That’s not to say that AI doesn’t have its benefits. AI can, for example, streamline the schooling system by reducing tedious administrative duties and so allow teachers more time with their students. AI also has the potential of revolutionising healthcare, both in the way we diagnose and treat patients. AI can improve the mobility of people with specific disabilities; it can help predict the location of future natural disasters; it can even help combat large-scale catastrophes like wildfires.

But as AI also becomes a major terrain of struggle over social justice, it is urgent that we rethink the role of art as a means to monitor AI and call out the injuries it inflicts on marginalised social groups. Transmedia artist Stephanie Dinkins does this by “asking the questions that others are not asking”. Art, she believes, can help shape the future of artificial intelligence by exposing tech’s limitations. “I never thought I would be questioning how data and algorithms are going to help shape a world that maintains a multiplicity of ways of existing in the world, cultures and a spectrum of knowledges that understand and value street smarts, for example, as much academic learning, but here I am.”

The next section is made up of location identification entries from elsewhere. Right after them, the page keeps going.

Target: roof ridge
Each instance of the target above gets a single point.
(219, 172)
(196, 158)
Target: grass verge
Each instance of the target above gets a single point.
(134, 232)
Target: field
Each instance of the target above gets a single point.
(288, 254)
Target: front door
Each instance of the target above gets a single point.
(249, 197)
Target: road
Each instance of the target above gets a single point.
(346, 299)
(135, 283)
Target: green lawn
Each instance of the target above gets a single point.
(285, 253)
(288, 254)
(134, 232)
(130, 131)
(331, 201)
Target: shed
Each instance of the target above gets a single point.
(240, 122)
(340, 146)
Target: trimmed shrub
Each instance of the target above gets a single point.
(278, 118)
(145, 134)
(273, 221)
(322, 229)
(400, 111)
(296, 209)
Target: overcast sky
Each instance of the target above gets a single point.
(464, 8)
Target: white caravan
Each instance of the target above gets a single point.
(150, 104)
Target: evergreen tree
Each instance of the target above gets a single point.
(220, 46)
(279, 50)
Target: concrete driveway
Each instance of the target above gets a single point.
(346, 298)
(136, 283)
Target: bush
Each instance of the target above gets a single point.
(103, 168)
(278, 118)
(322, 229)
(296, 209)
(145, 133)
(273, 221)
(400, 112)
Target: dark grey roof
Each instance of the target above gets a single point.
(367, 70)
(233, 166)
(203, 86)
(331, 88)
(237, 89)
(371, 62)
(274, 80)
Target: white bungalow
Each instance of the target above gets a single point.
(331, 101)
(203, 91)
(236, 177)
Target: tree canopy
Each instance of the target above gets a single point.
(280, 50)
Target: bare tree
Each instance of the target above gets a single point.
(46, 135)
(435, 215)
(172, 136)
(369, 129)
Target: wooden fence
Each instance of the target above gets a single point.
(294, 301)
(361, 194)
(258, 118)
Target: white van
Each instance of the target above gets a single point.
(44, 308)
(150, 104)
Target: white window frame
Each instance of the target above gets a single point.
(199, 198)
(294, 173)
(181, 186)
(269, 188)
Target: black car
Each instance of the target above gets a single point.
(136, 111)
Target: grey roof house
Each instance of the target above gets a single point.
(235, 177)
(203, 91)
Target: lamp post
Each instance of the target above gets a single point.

Her project, Not The Only One (N'TOO) speaks to this agenda. N'TOO is the multigenerational memoir of a black American family told from the perspective of AI. “It is a voice-interactive digital entity designed, trained, and aligned with the concerns and ideals of people who are underrepresented in the tech sector,” Dinkins tells It’s Nice That. “N'TOO is empowered to pursue the goals of its community through deep-learning algorithms that create a new kind of conversant archive.” Dinkins trained her AI in oral histories by supplying information from three generations of women in her family. In so doing, she informs her chatbot with culturally attuned data that provide a broader narrative scope to her dataset. N’TOO subsequently draws on these resources as the basis for its responses to questions, which it answers in the first person. Over time, Dinkins says, user input and viewer participation will grow N’TOO’s vocabulary and enhance the chatbot’s narrative ability.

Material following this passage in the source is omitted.